The second interview is Irene’s co-worker, who’d been the last to see her alive. Irene had worked in the greenhouses, having a background in horticulture. Her co-worker is also a gardener, and I remember her from Dalton’s little brown book. She is in Rockton hiding from charges of poisoning her abusive husband and burying him in the garden. In researching her online, Dalton had uncovered a story about a very wealthy woman whose abusive husband had been found fertilizing her prize roses. She’d disappeared while out on bail. The article included her photo, which apparently matched the sixty-year-old-woman now telling me what a sweet girl Irene had been.
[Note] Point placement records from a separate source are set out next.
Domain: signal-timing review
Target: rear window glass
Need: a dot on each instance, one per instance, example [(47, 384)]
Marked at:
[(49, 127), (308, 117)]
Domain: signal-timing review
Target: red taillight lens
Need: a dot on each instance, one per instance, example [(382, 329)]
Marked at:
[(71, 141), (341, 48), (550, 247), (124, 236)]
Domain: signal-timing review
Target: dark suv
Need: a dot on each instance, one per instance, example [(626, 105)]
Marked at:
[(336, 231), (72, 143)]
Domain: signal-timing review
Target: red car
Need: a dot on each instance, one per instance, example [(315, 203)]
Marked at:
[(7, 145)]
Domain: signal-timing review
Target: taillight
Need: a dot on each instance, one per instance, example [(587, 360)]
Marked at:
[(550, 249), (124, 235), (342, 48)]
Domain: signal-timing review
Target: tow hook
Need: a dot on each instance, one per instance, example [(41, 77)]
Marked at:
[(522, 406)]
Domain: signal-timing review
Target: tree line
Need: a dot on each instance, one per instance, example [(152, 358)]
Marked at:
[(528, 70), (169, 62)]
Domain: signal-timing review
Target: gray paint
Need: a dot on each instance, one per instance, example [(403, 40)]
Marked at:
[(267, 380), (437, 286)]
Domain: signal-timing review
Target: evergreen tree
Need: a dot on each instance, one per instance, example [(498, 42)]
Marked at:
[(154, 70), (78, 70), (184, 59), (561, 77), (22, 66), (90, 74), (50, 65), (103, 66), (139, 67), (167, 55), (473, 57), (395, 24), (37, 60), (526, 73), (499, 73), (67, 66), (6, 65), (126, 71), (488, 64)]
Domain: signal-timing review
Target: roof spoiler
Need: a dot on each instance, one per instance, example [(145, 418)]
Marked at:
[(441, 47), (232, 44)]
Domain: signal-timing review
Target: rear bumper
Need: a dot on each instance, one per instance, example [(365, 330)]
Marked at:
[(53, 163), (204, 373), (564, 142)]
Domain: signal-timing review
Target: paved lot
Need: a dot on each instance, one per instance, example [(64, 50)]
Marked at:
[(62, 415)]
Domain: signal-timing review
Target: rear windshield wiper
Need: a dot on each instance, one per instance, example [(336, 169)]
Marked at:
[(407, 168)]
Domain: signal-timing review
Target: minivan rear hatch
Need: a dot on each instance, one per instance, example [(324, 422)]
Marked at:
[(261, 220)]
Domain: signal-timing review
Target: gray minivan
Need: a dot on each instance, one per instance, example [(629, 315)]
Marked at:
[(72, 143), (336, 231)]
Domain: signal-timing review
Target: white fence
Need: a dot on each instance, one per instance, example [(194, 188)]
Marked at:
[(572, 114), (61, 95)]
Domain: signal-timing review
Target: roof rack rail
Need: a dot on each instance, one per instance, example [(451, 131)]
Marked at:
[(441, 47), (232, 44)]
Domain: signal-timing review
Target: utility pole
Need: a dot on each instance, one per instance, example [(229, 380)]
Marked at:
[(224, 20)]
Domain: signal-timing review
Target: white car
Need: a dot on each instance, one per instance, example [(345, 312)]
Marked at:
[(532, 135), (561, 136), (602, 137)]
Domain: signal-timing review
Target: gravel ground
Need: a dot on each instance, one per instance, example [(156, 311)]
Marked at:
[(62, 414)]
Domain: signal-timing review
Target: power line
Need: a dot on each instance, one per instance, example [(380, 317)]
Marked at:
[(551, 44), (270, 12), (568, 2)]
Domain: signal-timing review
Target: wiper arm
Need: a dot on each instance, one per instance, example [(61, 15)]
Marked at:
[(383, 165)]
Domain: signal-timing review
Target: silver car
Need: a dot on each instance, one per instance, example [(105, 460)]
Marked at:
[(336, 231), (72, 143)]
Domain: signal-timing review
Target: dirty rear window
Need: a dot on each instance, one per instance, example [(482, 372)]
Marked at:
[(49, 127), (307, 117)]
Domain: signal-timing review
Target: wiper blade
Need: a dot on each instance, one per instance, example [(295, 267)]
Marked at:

As for why she’d needed to buy her way into Rockton, that had less to do with her killing an abusive husband and more to do with the body found beside his—that of their twenty-three-year-old maid, pregnant with his child.
All that means I have a second witness I can’t trust. Which I’m beginning to suspect is par for the course in Rockton. Even many who haven’t bought their way in have something to hide, like me. A town full of liars. Cases here will depend more on evidence than interviews.
Speaking of evidence, I want to talk to Beth, but she has clinic hours until noon. Dalton says we’ll go by after lunch.
He walks me to my last interview of the morning and then leaves. He has rounds to make, which is mostly about just being seen, reminding people he’s there, to make them feel safer or to warn them … or a little of both.
This particular interview is all mine because he trusts the interviewee to co-operate, given that he’s a former cop. I meet Mick in the Roc. It’s closed for another hour, but he’s there, cleaning up and waiting for me. There’s no sign of Isabel, which is a relief.
When I walk in, Mick’s polishing the bar, and that stops me in my tracks, my mind slipping back to another time, another bartender. I indulge the stab of grief and regret for two seconds before walking over and taking a seat at the bar.
Mick sets the rag aside and puts a steaming mug of coffee beside me, along with sugar and goat’s milk from under the counter. He doesn’t say a word, as if this is no grand gesture but just common hospitality.
I pour in the milk.
“So,” he says. “Abbygail.”
“I hear you two were involved.”
He nods and begins folding the rag, meticulously.
“I’d ask if you want a lawyer present,” I say. “I know cops realize that’s wise for any interview. But I’m not sure where we’d find one.”
He gives a short laugh at that. “Oh, there are plenty here. I think it’s the most common former occupation.” His lips quirk. “Surprisingly.”